Tikibu: pronunciation dictionary with use examples

Word: rhine
IPA transcription: [ɹ'aɪn]
noun meaning of the word
  • Synonyms: Rhine, Rhine_River, Rhein
    Meaning: a major European river carrying more traffic than any other river in the world; flows into the North Sea
  • Synonyms: Rhine, J._B._Rhine, Joseph_Banks_Rhine
    Meaning: United States parapsychologist (1895-1980)
Usage examples
  • She will fight for Switzerland or Luxembourg, or the mouth of the Rhine.
  • But, unluckily, the prisoners were moved next day across the Rhine into Ettlingen. They were not equally fortunate there.
  • He intervened in the nick of time, civilly and obsequiously persuading Mitya not to give away "cigars and Rhine wine," and, above all, money to the peasants as he had done before.
  • The picturesqueness of the chimney stacks and tumble-down walls of the burned-out quarters of the town, stretching out and concealing one another, reminded him of the Rhine and the Colosseum.
  • It will stretch from Lille to Kiel, it will drive extensions along the Rhine valley into Switzerland, and fling an arm along the Moldau to Prague, it will be the industrial capital of the old world.

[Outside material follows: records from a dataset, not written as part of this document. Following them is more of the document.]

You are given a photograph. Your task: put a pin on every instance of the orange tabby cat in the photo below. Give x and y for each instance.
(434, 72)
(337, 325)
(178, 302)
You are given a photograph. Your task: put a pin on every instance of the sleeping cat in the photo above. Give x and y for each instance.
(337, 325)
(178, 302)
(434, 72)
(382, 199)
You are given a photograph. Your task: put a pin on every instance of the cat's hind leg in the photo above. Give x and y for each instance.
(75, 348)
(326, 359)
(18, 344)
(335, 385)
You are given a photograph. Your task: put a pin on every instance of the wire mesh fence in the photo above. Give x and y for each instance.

  • These two tongues must inevitably come into keen conflict; they will perhaps fight their battle for the linguistic conquest of Europe, and perhaps of the world, in a great urban region that will arise about the Rhine.
  • The Rhine leads you on to the Danube, the Danube to the Black Sea, the Black Sea to Asia; and so, by way of India, China, and Japan, you reach the Pacific and San Francisco; whence one returns quite easily by New York and the White Star Liners.
  • In a case, therefore, where counsel still goes before action, and where, after taking the best advice, that advice is followed by so active an army, what wonder is it that Euphrates on the east, the ocean on the west, the most fertile regions of Libya on the south, and the Danube and the Rhine on the north, are the limits of this empire?
  • Both districts have been mingled in history, yet it is not the Spaniard who has invigorated the Delta of the Rhine and the high country to the south of it, nor the Walloons and the Flemings who have taught the Spaniards; but each of these highly separated peoples resembles the other when it comes to the outward expression of the soul: why, I cannot tell.